Published 14 Nov 2015 in cs.CV and cs.LG

Abstract: We propose an image super-resolution method (SR) using a deeply-recursive convolutional network (DRCN). Our network has a very deep recursive layer (up to 16 recursions). Increasing recursion depth can improve performance without introducing new parameters for additional convolutions. Albeit advantages, learning a DRCN is very hard with a standard gradient descent method due to exploding/vanishing gradients. To ease the difficulty of training, we propose two extensions: recursive-supervision and skip-connection. Our method outperforms previous methods by a large margin.

Citations (2,413)

Summary

  • The paper presents a novel deeply-recursive convolutional network that leverages repeated convolutional layers to enlarge the receptive field without increasing parameters.
  • It implements recursive-supervision and skip-connections to counter gradient issues and efficiently preserve low-resolution details.
  • Extensive experiments show superior PSNR and SSIM results on standard datasets like Set5 and Urban100, setting a new state-of-the-art.

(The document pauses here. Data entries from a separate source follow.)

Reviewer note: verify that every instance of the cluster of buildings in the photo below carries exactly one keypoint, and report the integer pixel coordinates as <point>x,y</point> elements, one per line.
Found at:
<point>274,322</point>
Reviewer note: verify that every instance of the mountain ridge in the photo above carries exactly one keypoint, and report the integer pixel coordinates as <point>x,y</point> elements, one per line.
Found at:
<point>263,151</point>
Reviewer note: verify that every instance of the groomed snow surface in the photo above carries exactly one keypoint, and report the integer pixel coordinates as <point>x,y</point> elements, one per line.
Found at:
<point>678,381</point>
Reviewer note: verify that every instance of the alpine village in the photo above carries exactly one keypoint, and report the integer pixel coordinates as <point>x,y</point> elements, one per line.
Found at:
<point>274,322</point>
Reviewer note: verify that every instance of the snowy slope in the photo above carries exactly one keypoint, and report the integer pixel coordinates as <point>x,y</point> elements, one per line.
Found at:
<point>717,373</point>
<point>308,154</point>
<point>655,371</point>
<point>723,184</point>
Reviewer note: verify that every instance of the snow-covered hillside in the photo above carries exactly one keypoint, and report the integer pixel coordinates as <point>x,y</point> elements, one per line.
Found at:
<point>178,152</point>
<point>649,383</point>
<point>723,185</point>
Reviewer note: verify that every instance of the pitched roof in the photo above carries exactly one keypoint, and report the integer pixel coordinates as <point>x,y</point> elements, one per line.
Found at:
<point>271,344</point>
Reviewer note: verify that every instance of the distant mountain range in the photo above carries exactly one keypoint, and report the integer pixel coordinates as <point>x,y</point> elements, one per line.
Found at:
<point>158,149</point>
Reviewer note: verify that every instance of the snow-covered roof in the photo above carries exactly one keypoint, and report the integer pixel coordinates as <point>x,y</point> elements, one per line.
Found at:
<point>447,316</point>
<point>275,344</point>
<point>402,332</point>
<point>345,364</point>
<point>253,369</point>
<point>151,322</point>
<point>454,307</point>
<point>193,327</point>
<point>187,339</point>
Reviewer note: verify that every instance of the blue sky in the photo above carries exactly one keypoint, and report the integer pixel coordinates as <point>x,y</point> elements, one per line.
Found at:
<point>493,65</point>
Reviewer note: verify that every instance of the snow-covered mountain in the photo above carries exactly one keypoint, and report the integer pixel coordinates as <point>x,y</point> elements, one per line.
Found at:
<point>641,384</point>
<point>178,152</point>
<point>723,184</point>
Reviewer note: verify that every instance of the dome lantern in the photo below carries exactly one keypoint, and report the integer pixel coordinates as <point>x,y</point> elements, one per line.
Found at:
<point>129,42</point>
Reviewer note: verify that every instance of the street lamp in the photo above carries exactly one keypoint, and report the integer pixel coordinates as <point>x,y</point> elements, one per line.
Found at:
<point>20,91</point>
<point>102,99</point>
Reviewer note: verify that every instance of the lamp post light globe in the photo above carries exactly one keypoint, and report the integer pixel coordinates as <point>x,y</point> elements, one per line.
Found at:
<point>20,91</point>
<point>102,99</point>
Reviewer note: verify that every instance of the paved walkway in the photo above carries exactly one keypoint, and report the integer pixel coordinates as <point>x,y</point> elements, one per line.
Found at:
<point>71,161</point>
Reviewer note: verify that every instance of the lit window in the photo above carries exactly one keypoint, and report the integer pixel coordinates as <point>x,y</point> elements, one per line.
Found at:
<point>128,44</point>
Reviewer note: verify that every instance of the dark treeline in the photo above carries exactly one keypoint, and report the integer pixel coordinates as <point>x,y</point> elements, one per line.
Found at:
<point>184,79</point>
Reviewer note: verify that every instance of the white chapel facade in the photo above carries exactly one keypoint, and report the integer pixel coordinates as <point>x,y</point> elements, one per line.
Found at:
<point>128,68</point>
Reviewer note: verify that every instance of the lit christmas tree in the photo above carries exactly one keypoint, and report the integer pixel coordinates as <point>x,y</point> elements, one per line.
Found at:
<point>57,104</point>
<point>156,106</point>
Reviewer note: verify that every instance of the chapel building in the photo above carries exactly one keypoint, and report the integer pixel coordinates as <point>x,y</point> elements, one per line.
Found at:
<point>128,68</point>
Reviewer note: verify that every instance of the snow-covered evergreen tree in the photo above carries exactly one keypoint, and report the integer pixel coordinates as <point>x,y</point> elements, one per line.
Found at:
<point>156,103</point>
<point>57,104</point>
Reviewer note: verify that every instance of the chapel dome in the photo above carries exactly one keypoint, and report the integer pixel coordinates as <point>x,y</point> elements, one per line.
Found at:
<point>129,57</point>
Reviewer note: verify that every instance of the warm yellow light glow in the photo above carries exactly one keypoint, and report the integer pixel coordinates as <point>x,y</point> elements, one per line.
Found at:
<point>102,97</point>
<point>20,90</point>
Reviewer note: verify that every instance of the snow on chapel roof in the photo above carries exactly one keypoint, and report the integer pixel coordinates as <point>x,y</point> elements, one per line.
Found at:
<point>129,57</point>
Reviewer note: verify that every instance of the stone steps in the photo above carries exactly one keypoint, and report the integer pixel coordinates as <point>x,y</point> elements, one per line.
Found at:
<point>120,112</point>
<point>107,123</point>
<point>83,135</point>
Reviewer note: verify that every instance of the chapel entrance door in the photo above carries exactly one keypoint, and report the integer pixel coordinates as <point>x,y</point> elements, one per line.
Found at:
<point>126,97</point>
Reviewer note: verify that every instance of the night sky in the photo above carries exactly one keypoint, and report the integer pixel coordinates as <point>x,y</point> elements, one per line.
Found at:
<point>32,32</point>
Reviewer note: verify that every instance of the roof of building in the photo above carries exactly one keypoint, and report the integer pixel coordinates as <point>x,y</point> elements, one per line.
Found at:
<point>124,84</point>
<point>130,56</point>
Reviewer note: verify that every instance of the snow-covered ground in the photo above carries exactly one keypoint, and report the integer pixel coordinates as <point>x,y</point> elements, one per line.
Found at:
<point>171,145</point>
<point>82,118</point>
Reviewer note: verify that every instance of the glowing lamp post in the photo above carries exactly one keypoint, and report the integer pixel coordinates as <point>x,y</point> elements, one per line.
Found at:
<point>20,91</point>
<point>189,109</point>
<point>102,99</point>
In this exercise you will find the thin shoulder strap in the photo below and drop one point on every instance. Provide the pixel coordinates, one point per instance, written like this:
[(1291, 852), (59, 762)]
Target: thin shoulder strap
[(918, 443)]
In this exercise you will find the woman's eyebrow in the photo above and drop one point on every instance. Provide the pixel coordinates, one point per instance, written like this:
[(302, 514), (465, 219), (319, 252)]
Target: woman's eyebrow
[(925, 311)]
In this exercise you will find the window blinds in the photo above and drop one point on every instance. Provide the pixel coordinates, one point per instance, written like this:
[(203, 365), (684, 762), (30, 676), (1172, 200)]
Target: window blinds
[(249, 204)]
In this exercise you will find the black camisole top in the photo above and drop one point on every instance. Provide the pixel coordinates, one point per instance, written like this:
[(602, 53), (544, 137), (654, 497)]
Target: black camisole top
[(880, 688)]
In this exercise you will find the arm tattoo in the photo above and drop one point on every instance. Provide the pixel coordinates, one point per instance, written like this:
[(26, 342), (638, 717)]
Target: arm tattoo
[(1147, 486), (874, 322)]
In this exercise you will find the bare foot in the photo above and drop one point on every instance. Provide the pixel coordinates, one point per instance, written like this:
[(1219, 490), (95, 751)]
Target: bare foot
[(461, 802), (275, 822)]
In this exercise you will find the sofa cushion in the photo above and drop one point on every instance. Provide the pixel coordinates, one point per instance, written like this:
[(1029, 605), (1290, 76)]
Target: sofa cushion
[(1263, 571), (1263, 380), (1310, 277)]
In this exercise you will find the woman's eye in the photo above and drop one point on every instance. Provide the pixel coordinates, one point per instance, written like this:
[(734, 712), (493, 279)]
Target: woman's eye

Deeply-Recursive Convolutional Network for Image Super-Resolution

Overview

The paper "Deeply-Recursive Convolutional Network for Image Super-Resolution" by Jiwon Kim, Jung Kwon Lee, and Kyoung Mu Lee presents an innovative method for addressing the challenge of single-image super-resolution (SR). The authors utilize a deeply-recursive convolutional network (DRCN) to exploit large image contexts without significantly increasing the number of parameters. Their approach involves recurrently applying the same convolutional layer, which allows for a large receptive field of up to 41x41 pixels, thus enabling the network to capture long-range pixel dependencies crucial for image restoration tasks.

Key Contributions

Deeply-Recursive Convolutional Network

The core idea in this paper is the deeply-recursive application of convolutional layers. The authors argue that increasing recursion depth improves SR performance without adding new parameters, thus avoiding overfitting and high memory utilization. They demonstrate this by recursively applying the same convolutional layer up to 16 times, significantly widening the receptive field and boosting performance compared to previous methods such as SRCNN.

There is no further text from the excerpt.